Important documents

There are a lot of important documents you need for your trip. But as you’re on the road, where’s the safest place for your most important information? “The glove box is the safest place to put any documents that you may need during your travels,” John Burkhauser, an auto repair specialist and director of educational programs at Bolt On Technology, tells Reader’s Digest. “Why? Well, it’s the most obvious place and the first place that anyone will look if need be. Yes, it will also be the first place that any thief may look, so being careful of what you place in there is also important.”

What not to keep in your glove box: Burkhauser recommends keeping your vehicle’s title in your home in a safe. Credit cards, checks, receipts, or any personal information should also not be in your glove box. If you keep your license out of your wallet and someone breaks into your car, then they’ll “know where to go when you are not home.” Before you go, double-check that your license, car registration, car insurance, and any other important documents haven’t expired and are easily accessible to you. Also, make sure you don’t forget any of these road trip essentials.

What to keep in your glove box: For things to keep in your glove box, Burkhauser suggests the owner’s manual (“Maybe a good time to open and read it,” he says), a spare phone charger with cable, a basic first-aid kit, a fully-operating flashlight, paper maps since phone and GPS reception might be sketchy depending on where you are, and a multi-type tool for safety scenarios, including a seat belt cutter or a window breaking tool. Here are a few more tools you should have in your car.

What should be in your wallet/purse: Now that we’ve covered what should be in your glove box, here’s what should be in your wallet or purse. Burkhauser recommends your license or other forms of ID so you can be identified, registration/insurance card, any medical information like current medications or conditions, and a list of emergency contacts.
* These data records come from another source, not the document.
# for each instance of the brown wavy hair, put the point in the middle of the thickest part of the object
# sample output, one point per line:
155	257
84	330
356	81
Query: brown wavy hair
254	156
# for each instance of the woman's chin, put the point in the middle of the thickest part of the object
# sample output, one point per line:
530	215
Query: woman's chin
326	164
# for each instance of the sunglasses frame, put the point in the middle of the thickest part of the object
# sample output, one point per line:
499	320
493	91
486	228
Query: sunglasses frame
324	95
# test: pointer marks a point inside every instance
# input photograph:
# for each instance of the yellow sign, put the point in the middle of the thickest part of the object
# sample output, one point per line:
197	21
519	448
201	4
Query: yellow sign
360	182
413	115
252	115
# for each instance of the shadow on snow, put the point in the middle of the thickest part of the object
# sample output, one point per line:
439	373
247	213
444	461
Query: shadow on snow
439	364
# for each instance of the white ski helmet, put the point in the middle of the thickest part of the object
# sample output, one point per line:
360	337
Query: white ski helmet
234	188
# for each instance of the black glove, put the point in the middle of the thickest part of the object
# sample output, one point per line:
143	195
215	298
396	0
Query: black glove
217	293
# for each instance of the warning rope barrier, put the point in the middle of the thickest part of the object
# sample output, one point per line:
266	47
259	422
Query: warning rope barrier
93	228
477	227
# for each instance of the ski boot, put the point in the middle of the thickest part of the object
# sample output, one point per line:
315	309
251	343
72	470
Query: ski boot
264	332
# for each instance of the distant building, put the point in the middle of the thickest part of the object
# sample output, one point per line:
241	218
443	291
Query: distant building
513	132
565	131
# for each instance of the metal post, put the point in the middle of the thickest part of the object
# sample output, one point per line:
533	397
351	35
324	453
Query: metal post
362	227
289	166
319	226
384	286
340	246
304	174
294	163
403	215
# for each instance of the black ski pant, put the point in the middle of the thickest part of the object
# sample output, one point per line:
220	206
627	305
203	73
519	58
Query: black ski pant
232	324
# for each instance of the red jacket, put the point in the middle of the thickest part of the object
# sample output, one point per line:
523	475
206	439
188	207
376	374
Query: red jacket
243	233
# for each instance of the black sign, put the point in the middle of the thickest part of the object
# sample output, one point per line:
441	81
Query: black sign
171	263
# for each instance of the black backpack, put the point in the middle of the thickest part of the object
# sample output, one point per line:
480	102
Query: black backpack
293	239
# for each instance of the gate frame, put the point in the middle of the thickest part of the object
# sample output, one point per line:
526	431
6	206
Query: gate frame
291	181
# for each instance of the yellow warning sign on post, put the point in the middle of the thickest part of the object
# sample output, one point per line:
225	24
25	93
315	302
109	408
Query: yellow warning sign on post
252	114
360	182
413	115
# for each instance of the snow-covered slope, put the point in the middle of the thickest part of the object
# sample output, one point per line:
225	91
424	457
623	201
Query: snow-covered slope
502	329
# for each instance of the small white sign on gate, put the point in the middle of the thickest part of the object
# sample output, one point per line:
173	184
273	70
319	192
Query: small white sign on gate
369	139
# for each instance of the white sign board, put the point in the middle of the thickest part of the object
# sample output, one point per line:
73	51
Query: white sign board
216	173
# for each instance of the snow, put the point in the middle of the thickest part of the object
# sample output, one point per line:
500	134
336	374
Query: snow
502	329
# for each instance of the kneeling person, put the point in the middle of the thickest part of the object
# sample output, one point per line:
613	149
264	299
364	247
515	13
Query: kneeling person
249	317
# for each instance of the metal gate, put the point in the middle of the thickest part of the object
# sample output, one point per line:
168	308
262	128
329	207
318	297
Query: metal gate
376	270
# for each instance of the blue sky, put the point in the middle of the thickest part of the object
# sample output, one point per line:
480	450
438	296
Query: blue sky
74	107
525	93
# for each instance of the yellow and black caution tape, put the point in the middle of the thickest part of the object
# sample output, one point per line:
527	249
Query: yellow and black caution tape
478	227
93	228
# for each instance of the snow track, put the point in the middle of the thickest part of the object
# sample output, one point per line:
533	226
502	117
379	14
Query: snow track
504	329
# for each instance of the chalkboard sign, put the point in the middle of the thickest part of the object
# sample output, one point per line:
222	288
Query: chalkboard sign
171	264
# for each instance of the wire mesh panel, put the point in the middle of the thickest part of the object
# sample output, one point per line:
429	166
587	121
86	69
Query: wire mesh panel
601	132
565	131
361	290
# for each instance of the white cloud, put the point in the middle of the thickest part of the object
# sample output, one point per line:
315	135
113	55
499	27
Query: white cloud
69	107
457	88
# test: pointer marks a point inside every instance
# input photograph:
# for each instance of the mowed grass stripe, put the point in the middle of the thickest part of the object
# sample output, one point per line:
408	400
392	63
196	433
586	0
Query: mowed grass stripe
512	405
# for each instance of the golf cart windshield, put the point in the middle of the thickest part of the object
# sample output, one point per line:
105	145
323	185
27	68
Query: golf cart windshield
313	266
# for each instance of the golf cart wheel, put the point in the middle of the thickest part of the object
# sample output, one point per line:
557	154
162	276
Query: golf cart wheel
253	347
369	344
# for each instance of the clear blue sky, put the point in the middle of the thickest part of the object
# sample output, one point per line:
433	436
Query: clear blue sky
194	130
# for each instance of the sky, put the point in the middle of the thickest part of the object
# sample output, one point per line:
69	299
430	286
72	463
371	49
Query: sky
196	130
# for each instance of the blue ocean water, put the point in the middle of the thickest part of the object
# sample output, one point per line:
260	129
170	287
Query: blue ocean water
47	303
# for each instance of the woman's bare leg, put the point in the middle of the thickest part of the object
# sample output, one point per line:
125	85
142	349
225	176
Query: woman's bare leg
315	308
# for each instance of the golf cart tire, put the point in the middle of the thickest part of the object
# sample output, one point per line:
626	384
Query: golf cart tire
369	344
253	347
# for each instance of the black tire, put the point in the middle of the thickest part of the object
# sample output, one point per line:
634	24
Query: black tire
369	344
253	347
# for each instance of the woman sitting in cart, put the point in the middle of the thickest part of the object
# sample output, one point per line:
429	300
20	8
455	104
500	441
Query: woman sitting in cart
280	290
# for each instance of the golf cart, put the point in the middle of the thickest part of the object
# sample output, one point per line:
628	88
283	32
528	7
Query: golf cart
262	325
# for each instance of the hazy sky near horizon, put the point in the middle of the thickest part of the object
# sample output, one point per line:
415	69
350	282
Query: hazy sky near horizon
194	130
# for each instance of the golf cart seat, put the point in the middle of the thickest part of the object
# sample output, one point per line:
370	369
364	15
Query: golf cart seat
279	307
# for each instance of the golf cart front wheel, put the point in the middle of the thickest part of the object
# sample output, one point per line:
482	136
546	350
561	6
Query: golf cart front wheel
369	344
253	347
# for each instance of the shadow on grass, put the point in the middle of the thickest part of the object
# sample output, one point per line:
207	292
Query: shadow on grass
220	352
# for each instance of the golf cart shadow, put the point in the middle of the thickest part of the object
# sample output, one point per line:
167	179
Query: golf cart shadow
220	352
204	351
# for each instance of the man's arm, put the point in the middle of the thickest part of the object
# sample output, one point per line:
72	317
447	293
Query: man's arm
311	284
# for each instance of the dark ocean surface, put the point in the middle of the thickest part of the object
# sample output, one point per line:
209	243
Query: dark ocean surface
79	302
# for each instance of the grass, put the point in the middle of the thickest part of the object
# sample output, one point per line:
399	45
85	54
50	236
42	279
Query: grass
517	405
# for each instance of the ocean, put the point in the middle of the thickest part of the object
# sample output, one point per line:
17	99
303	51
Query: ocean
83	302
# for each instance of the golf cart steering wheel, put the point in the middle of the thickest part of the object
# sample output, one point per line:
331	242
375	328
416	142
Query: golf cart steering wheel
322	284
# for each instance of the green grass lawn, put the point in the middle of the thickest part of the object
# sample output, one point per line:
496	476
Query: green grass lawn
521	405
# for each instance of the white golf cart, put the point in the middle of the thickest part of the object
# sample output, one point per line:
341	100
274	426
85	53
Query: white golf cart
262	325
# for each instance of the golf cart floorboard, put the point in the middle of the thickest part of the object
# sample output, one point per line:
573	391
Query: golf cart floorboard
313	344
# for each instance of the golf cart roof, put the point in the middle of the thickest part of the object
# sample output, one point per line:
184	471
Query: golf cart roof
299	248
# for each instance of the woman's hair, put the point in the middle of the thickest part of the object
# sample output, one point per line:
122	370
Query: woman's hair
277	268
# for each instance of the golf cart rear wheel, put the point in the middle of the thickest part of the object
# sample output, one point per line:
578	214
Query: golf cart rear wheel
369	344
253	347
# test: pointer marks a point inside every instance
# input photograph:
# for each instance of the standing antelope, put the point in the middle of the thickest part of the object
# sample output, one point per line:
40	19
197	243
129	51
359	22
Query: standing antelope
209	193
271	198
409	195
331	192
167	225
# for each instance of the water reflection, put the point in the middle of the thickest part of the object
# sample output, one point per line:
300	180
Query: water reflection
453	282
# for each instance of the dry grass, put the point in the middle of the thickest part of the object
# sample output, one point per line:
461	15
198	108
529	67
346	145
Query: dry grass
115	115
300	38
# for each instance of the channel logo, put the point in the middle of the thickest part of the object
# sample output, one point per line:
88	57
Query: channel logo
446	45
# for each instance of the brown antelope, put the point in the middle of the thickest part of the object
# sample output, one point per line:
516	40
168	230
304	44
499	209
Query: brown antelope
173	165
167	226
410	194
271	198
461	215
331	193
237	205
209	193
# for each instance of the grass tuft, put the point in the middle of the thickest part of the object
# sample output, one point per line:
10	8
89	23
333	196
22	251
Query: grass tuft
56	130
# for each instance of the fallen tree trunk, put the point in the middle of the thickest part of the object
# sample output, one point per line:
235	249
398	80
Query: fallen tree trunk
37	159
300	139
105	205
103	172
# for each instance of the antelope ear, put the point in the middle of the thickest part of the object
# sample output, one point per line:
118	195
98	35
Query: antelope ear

However, your social security card, your work ID, and a list of passwords are just some of the 13 things you should never keep in your wallet.

What extra “just in case” items should be stored under the seat: If you’re out on a long drive, making great time, you may not want to stop and hunt through the lunchbox for a snack even though your stomach is rumbling. For a few extra items stored under the seat of your car, Burkhauser recommends emergency snacks for eating in the car, paper products like paper towels and toilet paper, a silver survivor blanket that folds up neatly, and money (“Good old hard cash for when other payments won’t work,” he says). As you’re driving, make sure you know the appropriate driving etiquette rules, too. After all, being hangry is no excuse to be rude on the road.